So academic elite types claim in a recent study:
A disbelief in human evolution was associated with higher levels of prejudice, racist attitudes and support of discriminatory behavior against Blacks, immigrants and the LGBTQ community in the U.S., according to University of Massachusetts Amherst research published in the Journal of Personality and Social Psychology.
Similarly, across the globe — in 19 Eastern European countries, 25 Muslim countries and in Israel — low belief in evolution was linked to higher biases within a person’s group, prejudicial attitudes toward people in different groups and less support for conflict resolution…
“People who perceive themselves as more similar to animals are also people who tend to have more pro-social or positive attitudes toward outgroup members or people from stigmatized and marginalized backgrounds,” Syropoulos explains. “In this investigation, we were interested in examining whether belief in evolution would also act in a similar way, because it would reinforce this belief that we are more similar to animals.”University of Massachusetts Amherst, “Disbelief in human evolution linked to greater prejudice and racism” at ScienceDaily (April 4, 2022)
The paper requires a fee or subscription.
A friend who has read the paper kindly writes to say,
I think this study is a prime example of the temptation to make the correlation equals causation fallacy.

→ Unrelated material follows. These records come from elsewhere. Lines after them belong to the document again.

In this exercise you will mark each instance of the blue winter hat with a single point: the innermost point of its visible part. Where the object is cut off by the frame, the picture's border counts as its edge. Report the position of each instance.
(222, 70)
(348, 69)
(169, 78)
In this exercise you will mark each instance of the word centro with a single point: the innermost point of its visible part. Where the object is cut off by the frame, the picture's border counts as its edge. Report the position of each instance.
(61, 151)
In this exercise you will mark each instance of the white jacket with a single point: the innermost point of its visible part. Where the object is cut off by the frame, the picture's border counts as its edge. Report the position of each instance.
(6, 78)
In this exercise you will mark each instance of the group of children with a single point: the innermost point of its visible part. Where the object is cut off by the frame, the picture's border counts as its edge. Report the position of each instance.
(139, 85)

What this paper is measuring has nothing to do with evolution or belief in it. It is measuring parochial attitudes among people in insulated groups who don’t have much contact with the outside world. These people tend to be prejudiced against other races and also have little contact with evolution so they are skeptical. It just shows that isolation breeds prejudice against the other.
The principle that isolation breeds prejudice against the “other” is a truism. And you could find evidence supporting this truism from very different groups. If you surveyed attitudes of ivory tower types you’d find similar prejudice against conservative religious groups, you’d find similar discriminatory attitudes. Why? Because those evolutionary secular academic types who accept human evolution have very little contact with conservative religious people.

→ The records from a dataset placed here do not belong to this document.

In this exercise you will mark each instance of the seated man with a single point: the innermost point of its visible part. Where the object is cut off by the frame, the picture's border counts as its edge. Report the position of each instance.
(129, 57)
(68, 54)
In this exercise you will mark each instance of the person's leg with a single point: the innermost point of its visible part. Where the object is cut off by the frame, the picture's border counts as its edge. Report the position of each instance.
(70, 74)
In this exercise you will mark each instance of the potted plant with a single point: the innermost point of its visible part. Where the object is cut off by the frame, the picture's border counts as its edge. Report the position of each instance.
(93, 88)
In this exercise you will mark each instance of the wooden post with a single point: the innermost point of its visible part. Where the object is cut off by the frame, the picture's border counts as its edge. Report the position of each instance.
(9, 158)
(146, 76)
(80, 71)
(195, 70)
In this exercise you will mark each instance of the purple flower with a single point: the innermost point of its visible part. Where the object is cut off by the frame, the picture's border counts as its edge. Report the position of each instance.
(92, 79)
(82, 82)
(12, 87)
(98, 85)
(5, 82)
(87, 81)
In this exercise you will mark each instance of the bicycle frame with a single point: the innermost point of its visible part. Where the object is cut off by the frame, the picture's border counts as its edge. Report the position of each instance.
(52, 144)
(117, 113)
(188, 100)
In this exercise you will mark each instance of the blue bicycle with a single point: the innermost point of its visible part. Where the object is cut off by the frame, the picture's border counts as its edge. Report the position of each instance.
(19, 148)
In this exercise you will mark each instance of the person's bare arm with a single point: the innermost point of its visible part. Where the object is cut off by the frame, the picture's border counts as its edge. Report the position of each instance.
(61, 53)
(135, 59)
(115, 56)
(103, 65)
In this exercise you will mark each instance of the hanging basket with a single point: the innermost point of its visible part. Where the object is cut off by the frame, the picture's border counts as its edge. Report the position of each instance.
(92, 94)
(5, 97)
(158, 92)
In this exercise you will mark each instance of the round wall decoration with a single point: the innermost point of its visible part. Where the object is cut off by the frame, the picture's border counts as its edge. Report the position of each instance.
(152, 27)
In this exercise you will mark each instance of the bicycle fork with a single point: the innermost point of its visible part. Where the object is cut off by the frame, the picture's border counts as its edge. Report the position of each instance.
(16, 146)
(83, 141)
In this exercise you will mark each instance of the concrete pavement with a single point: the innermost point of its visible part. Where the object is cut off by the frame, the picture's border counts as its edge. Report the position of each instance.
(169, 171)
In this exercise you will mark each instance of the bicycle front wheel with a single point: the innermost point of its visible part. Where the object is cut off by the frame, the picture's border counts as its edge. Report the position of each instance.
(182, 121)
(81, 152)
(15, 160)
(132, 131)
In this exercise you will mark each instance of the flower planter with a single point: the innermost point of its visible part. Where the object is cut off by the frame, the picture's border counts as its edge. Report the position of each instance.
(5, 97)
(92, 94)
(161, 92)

So what’s interesting isn’t the finding of this paper. What’s interesting is why they chose to study isolated people who happen to be religious and defined prejudice as attitudes towards certain privileged groups in society (eg LGBTQ). Why not study prejudice of secular types who accept human evolution towards religious consevatives? You’d find analogous prejudices. But the researchers weren’t interested in studying that…because they are evolutionary secularists with an agenda to make religious conservatives look bad.
Come to think of it, if you are here anyway, you may also wish to read: E. O. Wilson and racism: The smoking gun is found. Some have dismissed the findings but others say they fit a pattern. From Schulson’s story: “I don’t really care that Wilson had racist ideas, because I know pretty much all of the people that I dealt with, when I was coming up through the science system, had racist ideas,” said [evolutionary biologist Joseph] Graves, who in 1988 became the first Black American to receive a Ph.D. in evolutionary biology. “Wilson was just one of many.” Oh.
And remember, Wilson was supposed to be the second Darwin. Funny no one talks about that now.